I don't want to miss the present thinking about the future; embracing the unexplored is sometimes best.
Lorna perceives the concept of the future as an event one can prepare for, mostly. "Take you thickest socks" (1.1). She suggests that down this journey of life, be ready for any scenario imaginable. It'll throw whatever at you to detect if you are capable of handling it. The line reaffirms Lorna's forethought and readiness she believes is necessitated for the future. The speaker reinforces the notion that someone can't simply go along directionless; there must be preparation. I consider that lines purpose was to show that regardless of how much someone assumes they are ready for what lies ahead, they will be surprises they could never presume.
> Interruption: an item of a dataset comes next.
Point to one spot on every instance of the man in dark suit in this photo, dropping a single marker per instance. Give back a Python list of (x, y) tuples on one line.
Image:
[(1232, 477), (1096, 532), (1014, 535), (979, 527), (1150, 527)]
Through the tone depicted in the composition, it is quite apparent Lorna displays a maternal manner, almost as if all her advice is through her personal experiences. "In your bag leave room for sadness" (1. 26); the author, through experience, understands it's not all rainbows and sunshine, she cautions us that there will without a doubt be dark times. Nevertheless, she urges that these dark times will be beneficial. They will help us understand and love the positive and desired when they appear and learn from the unfavourable rather than see it as all negativeness. "This is to carry that small thing you cannot leave"(1.18-19). I believe just because you're going through an unexplored stage doesn't imply you should disregard your roots, your past, where you came from. Those are all important foundations one will need on the new journey. Your originality is significant. Never forget your past; it's what shaped you into the individual you are currently. "Lead you out though you can't walk back into that light" (1.23-25); I profoundly agree with Lorna's view on this subject. These momentos you have from your past will be something you refer to when you feel lost. When you feel alone on your journey and feel it's too arduous to keep going, the mementoes will remind you why you should persevere and lead you back into the light. The possibility of events is what makes life worth it; it's necessary to remember your roots and individuality as they will keep you grounded during your darkest periods.
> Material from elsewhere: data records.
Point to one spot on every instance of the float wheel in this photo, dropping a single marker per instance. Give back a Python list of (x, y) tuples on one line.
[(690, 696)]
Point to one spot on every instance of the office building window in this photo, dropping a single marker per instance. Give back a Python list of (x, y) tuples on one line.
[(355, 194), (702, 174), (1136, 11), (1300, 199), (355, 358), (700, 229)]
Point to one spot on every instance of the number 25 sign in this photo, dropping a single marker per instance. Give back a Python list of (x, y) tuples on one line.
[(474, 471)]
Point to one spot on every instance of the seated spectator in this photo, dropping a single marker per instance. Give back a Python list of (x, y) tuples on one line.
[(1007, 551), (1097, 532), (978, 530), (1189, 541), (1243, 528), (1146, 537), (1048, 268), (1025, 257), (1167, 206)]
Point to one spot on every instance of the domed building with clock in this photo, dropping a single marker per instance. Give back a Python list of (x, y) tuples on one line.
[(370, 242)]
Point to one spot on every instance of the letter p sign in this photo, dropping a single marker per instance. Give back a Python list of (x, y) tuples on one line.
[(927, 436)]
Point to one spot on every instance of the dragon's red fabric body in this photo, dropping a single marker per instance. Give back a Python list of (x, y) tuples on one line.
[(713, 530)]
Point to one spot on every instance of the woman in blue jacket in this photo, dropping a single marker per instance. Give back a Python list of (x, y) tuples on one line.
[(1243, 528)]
Though Lorna believes that one should take what is necessary preparation when venturing into adulthood, contrasting, I would state people, especially me, must learn to go with the flow; planning every step of my life isn't going to lead me to a happy life. The unplanned events in life are sometimes the best you'll ever receive. Letting loose, running wild, being spontaneous, and taking chances are all lessons I have to work on. My main focus of life shouldn't be preparedness but should be creating those dreams, figuring out my individuality, and adventure. In a little section of the poem, the author promotes adventure. "Leave room for a new language" (1.27); she understands a bit that the adventure and doing something you haven't done before is going to be part of this path. For example, in my life, I have always thought my main goal was to end up being a lawyer someday, and lined up internships and various ways to get experience, but recently I've started to realize that's not the path for me, and feel lost. In my perspective, this could be good. I have the opportunity to try various activities to see what else I have an interest in. I plan to sign up for an internship in business this summer that will explore communications, administration, planning, leadership, helping others, meaning it explores many possibilities, and taking that leap of faith to see which aspect I preferred the greatest. The unknowns of where and what lessons I could learn from possibilities in business are endless. Both Lorna and I agree life will take you many places. Not all will be favourable, but you have to the good with the bad and embrace it all.